Jeszcze w tym roku pożegnamy nc+. Operator stawia na markę Canal+
Już niedługo nc+ pozostanie tylko wspomnieniem. Operator chce postawić na inną markę, którą ma w swoim portfolio. I która jest rozpoznawalna nie tylko w Polsce.
Jeszcze w tym roku marka nc+ przestanie istnieć - podają WirtualneMedia.pl. Nie chodzi jednak o jakieś rzekome problemy platformy, a o chęć zmiany wizerunku i pozyskanie większej liczby klientów. Operator postawić ma bowiem na Canal+, a więc markę znaną w branży kinowej i telewizyjnej na całym świecie.
Jak tłumaczy operator swoim partnerom, powodem rebrandingu jest dalsze umocnienie marki Canal+, chociażby za sprawą realizacji wielokrotnie nagradzanych na świecie filmów i seriali. Na dodatek to Canal+ jako pierwszy w Polsce przeszedł na format HD, a później Ultra HD. Canal+ będzie więc niezmiennie najważniejszą pozycją w ofercie platformy. Planowane jest również uruchomienie cyfrowej platformy OTT o nazwie myCanal – ponownie, marka nawiązuje do Canal+, nie do nc+.

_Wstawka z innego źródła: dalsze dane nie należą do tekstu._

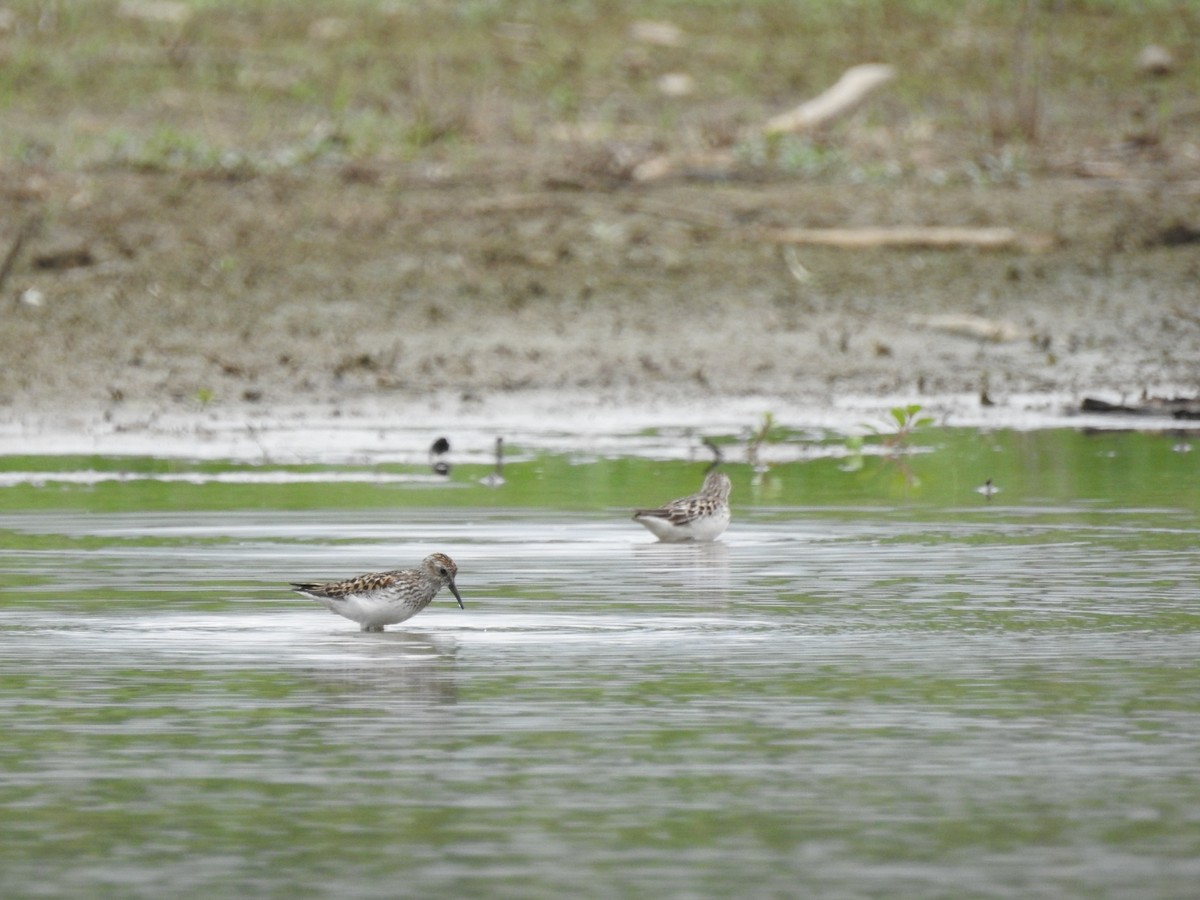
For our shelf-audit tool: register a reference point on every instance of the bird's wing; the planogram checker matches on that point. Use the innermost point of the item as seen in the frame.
(340, 589)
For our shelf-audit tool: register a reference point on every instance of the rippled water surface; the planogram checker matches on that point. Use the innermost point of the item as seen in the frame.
(877, 684)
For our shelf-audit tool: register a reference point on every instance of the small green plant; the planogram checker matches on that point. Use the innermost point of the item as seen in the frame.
(767, 432)
(894, 437)
(907, 420)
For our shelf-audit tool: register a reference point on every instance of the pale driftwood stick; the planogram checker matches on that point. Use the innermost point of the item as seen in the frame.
(912, 237)
(844, 97)
(10, 258)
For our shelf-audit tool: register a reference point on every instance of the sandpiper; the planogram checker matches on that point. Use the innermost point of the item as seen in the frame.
(701, 517)
(379, 599)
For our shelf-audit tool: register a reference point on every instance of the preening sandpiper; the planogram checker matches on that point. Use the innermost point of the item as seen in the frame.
(379, 599)
(701, 517)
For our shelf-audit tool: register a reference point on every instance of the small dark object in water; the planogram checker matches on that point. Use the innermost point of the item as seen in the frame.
(437, 450)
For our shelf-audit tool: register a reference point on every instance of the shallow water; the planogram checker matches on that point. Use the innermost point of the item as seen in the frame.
(877, 684)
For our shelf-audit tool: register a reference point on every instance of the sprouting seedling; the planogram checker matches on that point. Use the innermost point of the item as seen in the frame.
(763, 433)
(907, 420)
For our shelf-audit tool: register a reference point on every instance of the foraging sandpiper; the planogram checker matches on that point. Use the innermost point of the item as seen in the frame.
(701, 517)
(379, 599)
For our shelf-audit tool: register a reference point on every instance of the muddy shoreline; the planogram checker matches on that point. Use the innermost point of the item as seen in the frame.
(151, 295)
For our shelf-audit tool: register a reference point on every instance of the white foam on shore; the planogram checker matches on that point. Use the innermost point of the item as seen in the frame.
(396, 430)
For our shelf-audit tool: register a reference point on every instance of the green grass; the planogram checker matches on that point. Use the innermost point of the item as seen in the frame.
(249, 83)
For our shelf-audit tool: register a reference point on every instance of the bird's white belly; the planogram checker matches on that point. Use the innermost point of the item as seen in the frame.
(369, 610)
(706, 528)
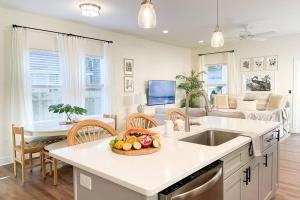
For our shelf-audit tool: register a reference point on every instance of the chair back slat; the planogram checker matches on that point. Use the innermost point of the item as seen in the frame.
(140, 120)
(18, 137)
(89, 130)
(174, 114)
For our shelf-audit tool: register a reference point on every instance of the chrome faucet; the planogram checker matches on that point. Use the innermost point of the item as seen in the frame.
(187, 106)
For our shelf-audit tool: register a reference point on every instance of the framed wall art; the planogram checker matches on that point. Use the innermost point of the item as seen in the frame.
(258, 63)
(258, 82)
(245, 65)
(271, 62)
(128, 84)
(128, 66)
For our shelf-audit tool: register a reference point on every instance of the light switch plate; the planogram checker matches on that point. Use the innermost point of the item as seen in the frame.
(85, 181)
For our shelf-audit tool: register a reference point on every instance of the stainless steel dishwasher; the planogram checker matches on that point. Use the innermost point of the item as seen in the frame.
(205, 184)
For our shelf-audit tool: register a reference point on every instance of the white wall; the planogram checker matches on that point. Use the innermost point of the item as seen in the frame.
(153, 60)
(286, 47)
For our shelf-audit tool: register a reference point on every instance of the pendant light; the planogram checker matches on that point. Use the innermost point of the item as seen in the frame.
(147, 15)
(217, 39)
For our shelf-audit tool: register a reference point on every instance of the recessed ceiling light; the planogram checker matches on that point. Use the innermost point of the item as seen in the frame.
(147, 15)
(90, 9)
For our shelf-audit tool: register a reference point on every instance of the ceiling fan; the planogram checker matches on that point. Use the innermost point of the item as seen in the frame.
(246, 34)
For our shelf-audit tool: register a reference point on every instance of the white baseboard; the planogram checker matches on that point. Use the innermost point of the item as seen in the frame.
(5, 160)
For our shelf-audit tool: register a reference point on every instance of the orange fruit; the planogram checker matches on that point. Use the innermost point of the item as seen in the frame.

Canal+ w zasadzie już kiedyś istniał w Polsce jako niezależny sprzedawca usług telewizyjnych.
Choć w tamtych czasach marketing operatora wykorzystywał charakterystycznego plusa w swojej nazwie. Dlatego też choć kanały Canal+ funkcjonowały pod właśnie taką nazwą, tak operator przedstawiał się nam jako Cyfra+. Stąd też i plusik w nc+: w 2013 r. doszło do fuzji platform Cyfra+ i należącej do TVN-u platformy N.
Canal+ pozbywa się więc tym samym marki, jaką wniósł jego partner do nazwy platformy. Po prawdzie jednak trudno się dziwić tej decyzji, o telewizji N mało kto dziś pamięta. Zwłaszcza że podział wpływów pozostaje bez zmian. Właścicielem nc+ jest ITI Neovision, którego udziałowcami są Canal+ (51 proc.), TVN (32 proc.) i Liberty Global (17 proc.).